Design of a scalable Payroll Software
Domain-driven software architecture
Driven by bureaucratization, digitization and constant technological change, the design of modern software is a complex challenge. Based on practical experience, the scalability of business cases is particularly crucial for payroll software.
To reduce complexity, software systems are usually divided into different areas (layers or services). These are typically the front-end/client with the user interface (UI) and the back end/server, consisting of the application and the data persistence (database). From a business value perspective, the application is the core of the software as it implements the business processes. The user interface and persistence should ideally be generated from the business model.
If the application is monolithic, any customization must be done by highly skilled software engineers who may not always know the relevant business requirements.
When designing the Payroll Engine, we followed the concept of Domain-Specific Application Frameworks, which provides for the separation of the application into a framework (framework) and the domain/business application. The framework contains the basic functionality and is developed by software engineers who are only involved in fundamental changes. The domain/business application is developed by domain specialists who are provided with the appropriate tools. The specialists are expected to have some technical understanding.
This separation reduces the administrative, financial and communication overhead between business and framework developers. A central design aspect is the correct distribution of knowledge, which enables agile development of business applications and reduces the transfer of know-how between the parties, e.g. in the case of personnel changes, to what is necessary.
In the Payroll Engine, the REST API represents the framework and the regulations a part of the business application. The regulations include the business cases, the payroll calculation and the evaluations/reports.
Another challenge in designing a payroll software is that the business functionality comes from different sources, such as collective bargaining agreements, insurance policies, etc. The Payroll Engine integrates each business source as a separate regulation and merges them in a layered model into a business application. Similar to the image layer in an image processing program, all regulation layers result in the overall image of the business application. The payroll client customizations are integrated into the top regulation layer (image layer).
The Origin of the Layer Concept
The idea of regulation layers originates from CAD software development. In CAD systems, layers separate different concerns — lines, hatching, dimensions, third-party components — each independently manageable and combinable. Layers from external suppliers can be embedded without modifying the base design.

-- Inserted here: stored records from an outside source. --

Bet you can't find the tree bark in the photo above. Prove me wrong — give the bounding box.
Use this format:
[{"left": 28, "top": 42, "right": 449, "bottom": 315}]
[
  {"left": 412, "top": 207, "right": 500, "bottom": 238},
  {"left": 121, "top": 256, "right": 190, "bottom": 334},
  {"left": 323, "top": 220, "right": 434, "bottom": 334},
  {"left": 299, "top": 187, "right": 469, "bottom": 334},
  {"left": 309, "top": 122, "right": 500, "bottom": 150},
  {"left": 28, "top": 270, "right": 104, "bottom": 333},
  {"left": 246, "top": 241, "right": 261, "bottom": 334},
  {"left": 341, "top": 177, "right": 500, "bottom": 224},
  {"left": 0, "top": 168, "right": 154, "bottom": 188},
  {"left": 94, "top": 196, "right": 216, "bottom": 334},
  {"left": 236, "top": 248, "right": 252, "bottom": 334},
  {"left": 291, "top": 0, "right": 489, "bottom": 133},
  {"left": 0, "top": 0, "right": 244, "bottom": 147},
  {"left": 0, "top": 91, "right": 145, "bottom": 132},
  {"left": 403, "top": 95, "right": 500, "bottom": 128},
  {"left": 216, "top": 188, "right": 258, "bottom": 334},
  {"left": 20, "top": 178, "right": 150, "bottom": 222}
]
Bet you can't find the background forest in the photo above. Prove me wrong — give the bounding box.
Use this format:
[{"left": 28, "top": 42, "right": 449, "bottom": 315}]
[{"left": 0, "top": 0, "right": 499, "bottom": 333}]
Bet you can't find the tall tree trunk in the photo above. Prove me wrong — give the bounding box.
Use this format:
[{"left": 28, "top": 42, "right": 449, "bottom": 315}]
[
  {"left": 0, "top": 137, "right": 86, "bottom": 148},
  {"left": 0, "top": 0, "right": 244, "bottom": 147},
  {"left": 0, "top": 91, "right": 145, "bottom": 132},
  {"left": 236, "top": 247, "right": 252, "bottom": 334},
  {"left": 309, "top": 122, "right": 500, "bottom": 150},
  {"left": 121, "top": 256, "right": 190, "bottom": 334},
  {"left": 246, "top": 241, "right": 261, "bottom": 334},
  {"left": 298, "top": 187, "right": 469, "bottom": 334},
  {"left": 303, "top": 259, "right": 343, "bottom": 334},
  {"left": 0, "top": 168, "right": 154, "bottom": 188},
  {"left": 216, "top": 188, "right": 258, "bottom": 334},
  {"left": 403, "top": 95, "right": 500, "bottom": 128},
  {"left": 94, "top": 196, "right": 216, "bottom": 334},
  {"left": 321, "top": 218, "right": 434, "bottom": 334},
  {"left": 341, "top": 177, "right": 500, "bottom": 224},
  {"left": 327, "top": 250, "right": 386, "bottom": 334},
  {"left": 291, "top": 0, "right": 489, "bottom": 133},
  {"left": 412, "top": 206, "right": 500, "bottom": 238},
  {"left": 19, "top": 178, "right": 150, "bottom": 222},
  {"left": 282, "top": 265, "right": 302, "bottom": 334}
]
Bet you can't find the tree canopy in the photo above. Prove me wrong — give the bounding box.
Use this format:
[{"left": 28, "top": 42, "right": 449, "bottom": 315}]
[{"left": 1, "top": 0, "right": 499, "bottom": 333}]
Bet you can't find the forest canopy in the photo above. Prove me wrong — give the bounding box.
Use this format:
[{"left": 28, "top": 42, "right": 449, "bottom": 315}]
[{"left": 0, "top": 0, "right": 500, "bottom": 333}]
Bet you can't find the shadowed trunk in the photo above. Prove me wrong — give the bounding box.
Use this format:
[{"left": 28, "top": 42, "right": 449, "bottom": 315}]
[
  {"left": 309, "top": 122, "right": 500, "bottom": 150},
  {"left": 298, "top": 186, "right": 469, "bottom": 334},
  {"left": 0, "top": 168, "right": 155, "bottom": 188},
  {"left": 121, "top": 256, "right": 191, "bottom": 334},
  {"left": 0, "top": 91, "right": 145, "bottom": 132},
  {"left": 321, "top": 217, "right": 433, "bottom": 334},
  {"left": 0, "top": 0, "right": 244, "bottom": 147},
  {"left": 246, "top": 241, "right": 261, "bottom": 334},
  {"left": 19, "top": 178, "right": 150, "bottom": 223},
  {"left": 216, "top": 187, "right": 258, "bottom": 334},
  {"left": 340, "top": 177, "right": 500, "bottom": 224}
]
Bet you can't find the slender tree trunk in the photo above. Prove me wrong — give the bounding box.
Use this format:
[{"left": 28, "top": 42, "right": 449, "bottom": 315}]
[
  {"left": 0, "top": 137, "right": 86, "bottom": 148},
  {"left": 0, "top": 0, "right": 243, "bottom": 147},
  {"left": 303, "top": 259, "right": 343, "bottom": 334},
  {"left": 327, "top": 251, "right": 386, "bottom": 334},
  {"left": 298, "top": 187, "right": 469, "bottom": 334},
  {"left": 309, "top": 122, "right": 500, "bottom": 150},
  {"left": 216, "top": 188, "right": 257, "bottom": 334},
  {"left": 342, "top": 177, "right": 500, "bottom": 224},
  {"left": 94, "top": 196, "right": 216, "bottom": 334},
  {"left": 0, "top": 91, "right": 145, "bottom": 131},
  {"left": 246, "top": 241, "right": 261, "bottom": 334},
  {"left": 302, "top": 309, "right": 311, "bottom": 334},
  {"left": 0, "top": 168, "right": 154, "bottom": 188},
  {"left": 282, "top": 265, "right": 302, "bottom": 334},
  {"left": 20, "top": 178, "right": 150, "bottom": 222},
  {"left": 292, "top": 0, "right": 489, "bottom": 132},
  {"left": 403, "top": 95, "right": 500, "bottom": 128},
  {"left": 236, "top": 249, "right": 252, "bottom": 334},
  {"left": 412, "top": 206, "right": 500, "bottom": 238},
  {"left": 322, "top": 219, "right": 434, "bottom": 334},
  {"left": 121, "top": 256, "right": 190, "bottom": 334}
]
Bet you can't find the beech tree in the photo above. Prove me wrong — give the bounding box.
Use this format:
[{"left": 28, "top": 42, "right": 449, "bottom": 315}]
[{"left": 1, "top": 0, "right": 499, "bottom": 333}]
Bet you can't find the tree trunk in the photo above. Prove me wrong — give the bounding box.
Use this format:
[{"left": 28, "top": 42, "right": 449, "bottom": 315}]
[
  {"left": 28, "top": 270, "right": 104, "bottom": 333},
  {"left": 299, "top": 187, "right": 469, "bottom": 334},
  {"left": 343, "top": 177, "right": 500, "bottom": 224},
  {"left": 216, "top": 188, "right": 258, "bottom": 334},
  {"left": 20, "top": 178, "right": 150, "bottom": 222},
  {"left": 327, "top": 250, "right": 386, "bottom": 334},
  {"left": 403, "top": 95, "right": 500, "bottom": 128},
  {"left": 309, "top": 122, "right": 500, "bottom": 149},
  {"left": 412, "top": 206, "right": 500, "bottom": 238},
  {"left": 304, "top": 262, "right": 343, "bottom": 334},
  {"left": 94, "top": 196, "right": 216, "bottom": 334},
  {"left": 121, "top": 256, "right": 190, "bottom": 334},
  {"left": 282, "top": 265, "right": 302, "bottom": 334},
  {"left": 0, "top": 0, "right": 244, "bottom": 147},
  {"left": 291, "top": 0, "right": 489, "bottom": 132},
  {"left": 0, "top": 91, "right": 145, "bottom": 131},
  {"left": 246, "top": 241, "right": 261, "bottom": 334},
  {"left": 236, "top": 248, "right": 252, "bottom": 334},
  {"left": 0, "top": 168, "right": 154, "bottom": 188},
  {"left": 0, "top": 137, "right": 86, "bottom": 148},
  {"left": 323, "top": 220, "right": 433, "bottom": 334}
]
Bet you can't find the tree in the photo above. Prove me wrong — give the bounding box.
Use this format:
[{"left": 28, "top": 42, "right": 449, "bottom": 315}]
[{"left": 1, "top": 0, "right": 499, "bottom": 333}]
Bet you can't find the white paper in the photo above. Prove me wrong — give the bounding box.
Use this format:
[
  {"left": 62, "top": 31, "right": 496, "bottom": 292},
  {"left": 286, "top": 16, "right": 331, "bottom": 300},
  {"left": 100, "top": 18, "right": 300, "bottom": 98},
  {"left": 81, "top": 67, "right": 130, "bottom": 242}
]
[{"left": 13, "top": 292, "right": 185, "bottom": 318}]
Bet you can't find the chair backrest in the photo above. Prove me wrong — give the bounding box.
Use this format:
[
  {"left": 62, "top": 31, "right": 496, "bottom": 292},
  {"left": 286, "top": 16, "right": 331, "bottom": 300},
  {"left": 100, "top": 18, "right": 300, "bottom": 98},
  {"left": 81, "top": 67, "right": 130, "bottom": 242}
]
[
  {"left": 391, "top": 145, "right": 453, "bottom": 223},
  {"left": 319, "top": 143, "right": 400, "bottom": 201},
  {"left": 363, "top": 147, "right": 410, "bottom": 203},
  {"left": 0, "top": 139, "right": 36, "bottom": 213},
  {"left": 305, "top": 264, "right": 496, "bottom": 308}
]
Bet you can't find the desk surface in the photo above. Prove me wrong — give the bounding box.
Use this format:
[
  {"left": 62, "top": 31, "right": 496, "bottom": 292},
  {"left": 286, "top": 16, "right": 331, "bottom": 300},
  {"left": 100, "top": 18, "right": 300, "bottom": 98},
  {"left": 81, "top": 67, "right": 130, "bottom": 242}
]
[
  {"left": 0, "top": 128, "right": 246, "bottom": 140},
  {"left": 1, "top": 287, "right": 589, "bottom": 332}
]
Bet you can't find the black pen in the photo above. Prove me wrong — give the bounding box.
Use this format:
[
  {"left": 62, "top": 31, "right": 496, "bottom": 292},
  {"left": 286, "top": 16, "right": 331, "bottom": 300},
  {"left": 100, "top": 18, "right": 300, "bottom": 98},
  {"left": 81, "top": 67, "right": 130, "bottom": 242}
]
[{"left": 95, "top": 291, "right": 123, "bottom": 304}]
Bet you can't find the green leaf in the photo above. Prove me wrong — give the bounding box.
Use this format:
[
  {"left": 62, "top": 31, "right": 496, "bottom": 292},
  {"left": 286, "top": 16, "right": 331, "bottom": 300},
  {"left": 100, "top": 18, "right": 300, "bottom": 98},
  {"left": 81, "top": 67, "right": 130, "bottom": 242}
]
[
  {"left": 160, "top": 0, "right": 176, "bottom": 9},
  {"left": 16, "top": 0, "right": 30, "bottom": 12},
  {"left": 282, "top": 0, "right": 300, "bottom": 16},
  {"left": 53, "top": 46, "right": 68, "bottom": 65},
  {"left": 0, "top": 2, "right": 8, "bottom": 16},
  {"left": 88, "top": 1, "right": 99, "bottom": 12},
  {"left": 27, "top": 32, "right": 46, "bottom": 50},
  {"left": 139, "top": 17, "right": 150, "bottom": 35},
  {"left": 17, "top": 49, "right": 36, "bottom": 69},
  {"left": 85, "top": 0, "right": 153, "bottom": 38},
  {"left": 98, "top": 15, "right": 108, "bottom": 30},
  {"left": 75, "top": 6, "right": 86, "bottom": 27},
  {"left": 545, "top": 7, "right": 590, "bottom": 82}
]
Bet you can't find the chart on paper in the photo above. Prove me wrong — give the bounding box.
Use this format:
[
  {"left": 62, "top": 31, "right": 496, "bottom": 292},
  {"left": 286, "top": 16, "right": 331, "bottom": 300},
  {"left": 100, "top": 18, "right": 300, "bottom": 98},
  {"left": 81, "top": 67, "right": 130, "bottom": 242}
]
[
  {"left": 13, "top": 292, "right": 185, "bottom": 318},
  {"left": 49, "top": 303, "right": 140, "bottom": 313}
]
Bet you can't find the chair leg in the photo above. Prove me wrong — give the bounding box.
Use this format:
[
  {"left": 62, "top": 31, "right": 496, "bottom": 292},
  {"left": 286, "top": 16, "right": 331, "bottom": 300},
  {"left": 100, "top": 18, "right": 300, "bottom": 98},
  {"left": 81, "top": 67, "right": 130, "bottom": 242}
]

Transferred to payroll: country regulations, industry rules, company customizations and client-specific additions each form an independent layer. The combined view across all layers produces the complete payroll — a top-down evaluation that makes visible what applies, analogous to an object-oriented inheritance hierarchy made tangible.
Where Payroll Complexity Actually Lives
A common misconception is that payroll is mathematically complex. In practice, payroll calculations are built entirely from basic arithmetic operators. There is no need for a custom domain-specific language — and deliberately none was created. C# was chosen as the scripting language because it provides operator overloading and casting exactly where needed, while offering full IDE support, local debugging and a familiar syntax for technical payroll specialists.
The real complexity of payroll operates on two levels:
| Level | Description |
|---|---|
| Compliance | Statutory rules, collective agreements, social insurance — country-specific, time-dependent, versioned |
| Data heterogeneity | Every company has different wage types, employment models, organizational structures and data sources |
Regulation layers directly address data heterogeneity: each layer tailors the data structure and calculation logic for its specific context without affecting other layers. Compliance is handled through versioned, auditable regulations that are bound to each payrun result.
This analysis was the foundation for the core architectural decision: rather than building a monolithic payroll engine with hardcoded rules, separate the invariant processing framework from the variable business rules — and give domain specialists the tools to own the latter.